Tests for truncal ataxia

Truncal ataxia presents as an unsteady gait. This can be demonstrated by asking the patient to walk a short distance in a tandem gait. To walk in a tandem gait the patient steps in a heel-to-toe pattern. Patients with truncal ataxia will deviate to one side and may even fall over. Another method of testing this of the Romberg test. In the Romberg test the patent is asked to close their eyes and stand with their feet close together. Swaying and even toppling over indicates cerebellar damage.

Genetic testing

Genetic testing is available for cerebellar degeneration caused by inheritance or genetic change.

Neuroimaging

A brain MRI or CT scan can indicate damage to the cerebellum or the presence of a tumor. A patient whose degeneration is the result of a stroke will show an infarction in the location supplied by the damaged artery. In this case neuroimaging can indicate both the presence of degeneration and determine which artery is damaged.

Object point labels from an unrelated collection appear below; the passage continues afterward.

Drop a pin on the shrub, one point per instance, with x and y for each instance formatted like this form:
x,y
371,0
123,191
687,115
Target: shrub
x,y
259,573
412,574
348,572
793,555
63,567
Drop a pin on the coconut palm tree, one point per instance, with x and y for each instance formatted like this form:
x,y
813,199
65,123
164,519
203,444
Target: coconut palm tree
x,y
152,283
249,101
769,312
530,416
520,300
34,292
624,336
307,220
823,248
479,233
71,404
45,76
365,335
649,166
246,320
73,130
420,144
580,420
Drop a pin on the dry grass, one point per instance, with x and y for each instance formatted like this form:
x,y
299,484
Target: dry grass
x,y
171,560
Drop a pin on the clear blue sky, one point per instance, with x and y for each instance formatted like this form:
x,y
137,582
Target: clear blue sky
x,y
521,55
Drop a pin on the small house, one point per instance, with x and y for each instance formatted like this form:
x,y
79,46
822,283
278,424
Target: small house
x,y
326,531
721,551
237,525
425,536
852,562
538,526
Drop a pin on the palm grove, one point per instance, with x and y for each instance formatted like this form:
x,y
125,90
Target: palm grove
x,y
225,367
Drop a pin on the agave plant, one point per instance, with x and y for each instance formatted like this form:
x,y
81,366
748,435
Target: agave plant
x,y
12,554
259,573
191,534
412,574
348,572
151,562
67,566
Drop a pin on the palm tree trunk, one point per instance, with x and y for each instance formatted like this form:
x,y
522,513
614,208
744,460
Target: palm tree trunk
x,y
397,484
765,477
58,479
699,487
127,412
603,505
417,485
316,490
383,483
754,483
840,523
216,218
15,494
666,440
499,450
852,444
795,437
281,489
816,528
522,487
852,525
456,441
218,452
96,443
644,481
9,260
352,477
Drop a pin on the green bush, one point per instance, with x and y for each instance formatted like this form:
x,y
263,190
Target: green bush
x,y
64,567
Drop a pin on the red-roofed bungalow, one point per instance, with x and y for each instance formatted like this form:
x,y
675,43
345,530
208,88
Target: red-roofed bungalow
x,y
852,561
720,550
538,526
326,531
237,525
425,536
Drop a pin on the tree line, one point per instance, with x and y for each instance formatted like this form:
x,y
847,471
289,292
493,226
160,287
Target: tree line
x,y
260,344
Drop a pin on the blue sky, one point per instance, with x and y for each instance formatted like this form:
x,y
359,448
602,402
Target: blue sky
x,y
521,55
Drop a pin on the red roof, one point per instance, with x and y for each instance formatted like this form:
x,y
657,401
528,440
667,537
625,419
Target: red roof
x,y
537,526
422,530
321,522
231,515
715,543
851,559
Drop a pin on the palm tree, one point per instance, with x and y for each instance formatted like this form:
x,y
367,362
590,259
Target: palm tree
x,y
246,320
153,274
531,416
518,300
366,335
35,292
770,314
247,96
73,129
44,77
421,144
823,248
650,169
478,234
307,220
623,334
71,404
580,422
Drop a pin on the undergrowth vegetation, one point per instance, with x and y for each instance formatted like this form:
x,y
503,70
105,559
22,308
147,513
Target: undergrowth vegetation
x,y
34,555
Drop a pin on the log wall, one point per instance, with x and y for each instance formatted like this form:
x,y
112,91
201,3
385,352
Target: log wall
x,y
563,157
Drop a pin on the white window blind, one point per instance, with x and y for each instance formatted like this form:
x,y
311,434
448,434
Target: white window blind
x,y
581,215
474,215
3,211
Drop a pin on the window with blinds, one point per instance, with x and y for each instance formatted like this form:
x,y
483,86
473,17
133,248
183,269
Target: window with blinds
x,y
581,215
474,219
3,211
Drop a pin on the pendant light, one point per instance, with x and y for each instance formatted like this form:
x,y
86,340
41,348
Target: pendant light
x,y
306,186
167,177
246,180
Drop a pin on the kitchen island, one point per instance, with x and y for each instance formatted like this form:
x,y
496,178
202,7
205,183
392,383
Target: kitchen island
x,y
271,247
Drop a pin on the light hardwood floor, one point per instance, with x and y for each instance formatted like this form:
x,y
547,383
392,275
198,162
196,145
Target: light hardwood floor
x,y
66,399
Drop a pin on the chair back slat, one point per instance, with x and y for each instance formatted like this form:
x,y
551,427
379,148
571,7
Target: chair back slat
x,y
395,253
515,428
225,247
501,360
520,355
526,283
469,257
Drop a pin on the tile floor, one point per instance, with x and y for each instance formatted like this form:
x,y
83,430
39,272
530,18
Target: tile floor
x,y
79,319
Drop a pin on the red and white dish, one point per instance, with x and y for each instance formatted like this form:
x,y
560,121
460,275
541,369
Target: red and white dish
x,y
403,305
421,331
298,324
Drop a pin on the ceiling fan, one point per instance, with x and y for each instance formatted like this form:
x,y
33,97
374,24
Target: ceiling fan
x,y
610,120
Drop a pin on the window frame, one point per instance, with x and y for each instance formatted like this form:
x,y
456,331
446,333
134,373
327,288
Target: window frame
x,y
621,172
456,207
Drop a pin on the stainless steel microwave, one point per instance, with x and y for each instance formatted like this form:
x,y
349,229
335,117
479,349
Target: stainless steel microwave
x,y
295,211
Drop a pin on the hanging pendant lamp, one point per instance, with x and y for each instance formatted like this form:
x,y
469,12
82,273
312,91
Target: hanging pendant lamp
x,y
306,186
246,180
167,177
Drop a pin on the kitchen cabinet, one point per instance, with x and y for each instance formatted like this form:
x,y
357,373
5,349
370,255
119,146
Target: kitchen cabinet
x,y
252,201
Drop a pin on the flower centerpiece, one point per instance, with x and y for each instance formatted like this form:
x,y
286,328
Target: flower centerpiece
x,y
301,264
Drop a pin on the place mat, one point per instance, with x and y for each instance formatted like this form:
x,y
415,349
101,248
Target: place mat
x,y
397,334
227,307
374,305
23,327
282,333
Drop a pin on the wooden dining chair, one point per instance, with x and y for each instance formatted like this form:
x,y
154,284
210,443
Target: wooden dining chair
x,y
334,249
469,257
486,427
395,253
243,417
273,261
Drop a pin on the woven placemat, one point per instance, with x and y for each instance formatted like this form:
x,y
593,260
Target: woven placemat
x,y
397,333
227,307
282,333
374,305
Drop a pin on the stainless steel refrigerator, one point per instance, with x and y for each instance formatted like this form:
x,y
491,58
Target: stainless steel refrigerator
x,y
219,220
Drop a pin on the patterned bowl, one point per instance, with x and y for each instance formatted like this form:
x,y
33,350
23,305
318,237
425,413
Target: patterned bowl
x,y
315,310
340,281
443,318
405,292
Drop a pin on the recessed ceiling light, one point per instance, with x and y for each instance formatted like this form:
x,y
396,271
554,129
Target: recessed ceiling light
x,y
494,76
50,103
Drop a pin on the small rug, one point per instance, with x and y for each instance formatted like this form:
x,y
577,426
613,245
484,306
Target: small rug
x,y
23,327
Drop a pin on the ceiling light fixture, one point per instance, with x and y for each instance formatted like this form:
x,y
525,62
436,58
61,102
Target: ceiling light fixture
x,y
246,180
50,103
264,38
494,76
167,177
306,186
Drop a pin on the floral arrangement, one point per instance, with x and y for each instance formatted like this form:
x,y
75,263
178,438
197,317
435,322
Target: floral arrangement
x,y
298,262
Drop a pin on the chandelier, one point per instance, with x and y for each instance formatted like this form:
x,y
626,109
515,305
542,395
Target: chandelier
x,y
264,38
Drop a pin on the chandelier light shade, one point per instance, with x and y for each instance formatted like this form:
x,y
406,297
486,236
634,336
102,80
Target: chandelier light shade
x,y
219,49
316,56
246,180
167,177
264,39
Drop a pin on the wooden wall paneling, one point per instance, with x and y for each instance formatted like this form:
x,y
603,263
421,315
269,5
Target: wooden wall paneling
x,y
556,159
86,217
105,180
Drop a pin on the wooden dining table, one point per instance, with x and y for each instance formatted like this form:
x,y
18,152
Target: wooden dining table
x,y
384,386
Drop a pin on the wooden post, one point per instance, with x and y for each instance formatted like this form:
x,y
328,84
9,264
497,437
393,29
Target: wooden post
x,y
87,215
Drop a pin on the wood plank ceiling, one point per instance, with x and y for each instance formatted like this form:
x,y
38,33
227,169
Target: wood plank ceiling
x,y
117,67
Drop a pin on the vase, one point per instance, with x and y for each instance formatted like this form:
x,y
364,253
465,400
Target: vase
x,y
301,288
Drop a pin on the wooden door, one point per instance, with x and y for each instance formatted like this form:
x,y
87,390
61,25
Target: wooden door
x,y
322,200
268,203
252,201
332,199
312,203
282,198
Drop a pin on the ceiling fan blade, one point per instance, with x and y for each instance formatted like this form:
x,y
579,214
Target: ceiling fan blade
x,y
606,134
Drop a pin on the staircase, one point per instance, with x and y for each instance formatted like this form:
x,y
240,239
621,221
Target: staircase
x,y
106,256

Biventral lobule of the cerebellum

Management

Management and prognosis of cerebellar degeneration and cerebellar atrophyare dependent upon the underlying cause of the damage. For example, there is no cure available for genetic causes of cerebellar degeneration. Management typically focuses on treating symptoms and improving quality of life. Physical therapists can work with patients to strengthen core muscles used in balance and locomotion. Some medications, such as Riluzole or Varenicline, will improve abnormalities in gait. A cane may provide mobility.

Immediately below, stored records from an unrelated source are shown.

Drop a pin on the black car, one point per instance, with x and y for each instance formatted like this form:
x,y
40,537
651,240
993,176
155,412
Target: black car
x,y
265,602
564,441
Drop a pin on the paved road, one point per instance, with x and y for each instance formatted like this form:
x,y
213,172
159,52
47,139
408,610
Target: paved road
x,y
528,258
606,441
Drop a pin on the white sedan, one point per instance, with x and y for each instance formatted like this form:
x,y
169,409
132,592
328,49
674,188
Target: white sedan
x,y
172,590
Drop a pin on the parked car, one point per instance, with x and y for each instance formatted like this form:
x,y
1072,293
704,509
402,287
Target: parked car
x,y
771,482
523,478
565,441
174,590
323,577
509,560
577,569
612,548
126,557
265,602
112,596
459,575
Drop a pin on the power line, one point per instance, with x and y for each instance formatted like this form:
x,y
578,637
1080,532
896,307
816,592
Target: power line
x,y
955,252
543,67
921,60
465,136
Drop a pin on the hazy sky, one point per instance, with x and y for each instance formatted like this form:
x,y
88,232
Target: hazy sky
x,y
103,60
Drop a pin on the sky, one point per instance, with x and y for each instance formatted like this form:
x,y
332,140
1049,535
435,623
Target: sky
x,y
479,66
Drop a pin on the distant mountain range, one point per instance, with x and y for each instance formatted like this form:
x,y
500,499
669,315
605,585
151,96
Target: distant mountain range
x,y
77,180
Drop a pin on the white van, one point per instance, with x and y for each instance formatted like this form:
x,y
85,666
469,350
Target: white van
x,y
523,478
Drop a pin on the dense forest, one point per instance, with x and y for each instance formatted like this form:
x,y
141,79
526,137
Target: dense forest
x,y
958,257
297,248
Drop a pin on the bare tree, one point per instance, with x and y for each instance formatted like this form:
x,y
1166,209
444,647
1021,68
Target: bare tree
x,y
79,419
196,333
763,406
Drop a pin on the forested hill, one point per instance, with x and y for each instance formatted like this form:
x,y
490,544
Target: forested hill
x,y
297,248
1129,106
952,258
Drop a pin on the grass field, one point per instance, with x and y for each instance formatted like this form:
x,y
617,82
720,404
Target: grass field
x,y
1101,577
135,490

Some non-genetic causes of cerebellar degeneration can be treated or cured. If the degeneration is a result of alcohol misuse, abstaining from alcohol may improve symptoms. Symptoms that are a result of tumors may be alleviated with successful treatment of the cancer. Thiamine or Vitamin B or E supplements can treat degeneration resulting from a nutritional deficiency. There is currently no treatment available for Prion disease.

Research in cerebellar ataxia treatments includes transcranial stimulation (TMS), Vitamin B3 supplements, mesenchymal stem cells, and direct current cerebellar stimulation.

Complications

Patients whose cerebellar degeneration is a result of a tumor, for example paraneoplastic cerebellar degeneration, typically have a poor prognosis. The tumors tend to progress quickly and often fatal.

Although uncommon, there have been some reports of sleep disturbances associated with cerebellar degeneration. It is thought that this may be a result of unregulated eye movements in REM sleep.

Patients sometimes experience strained relationships with family and friends. Lack of coordination in muscles of facial expression makes conveying emotion difficult and can impair communication.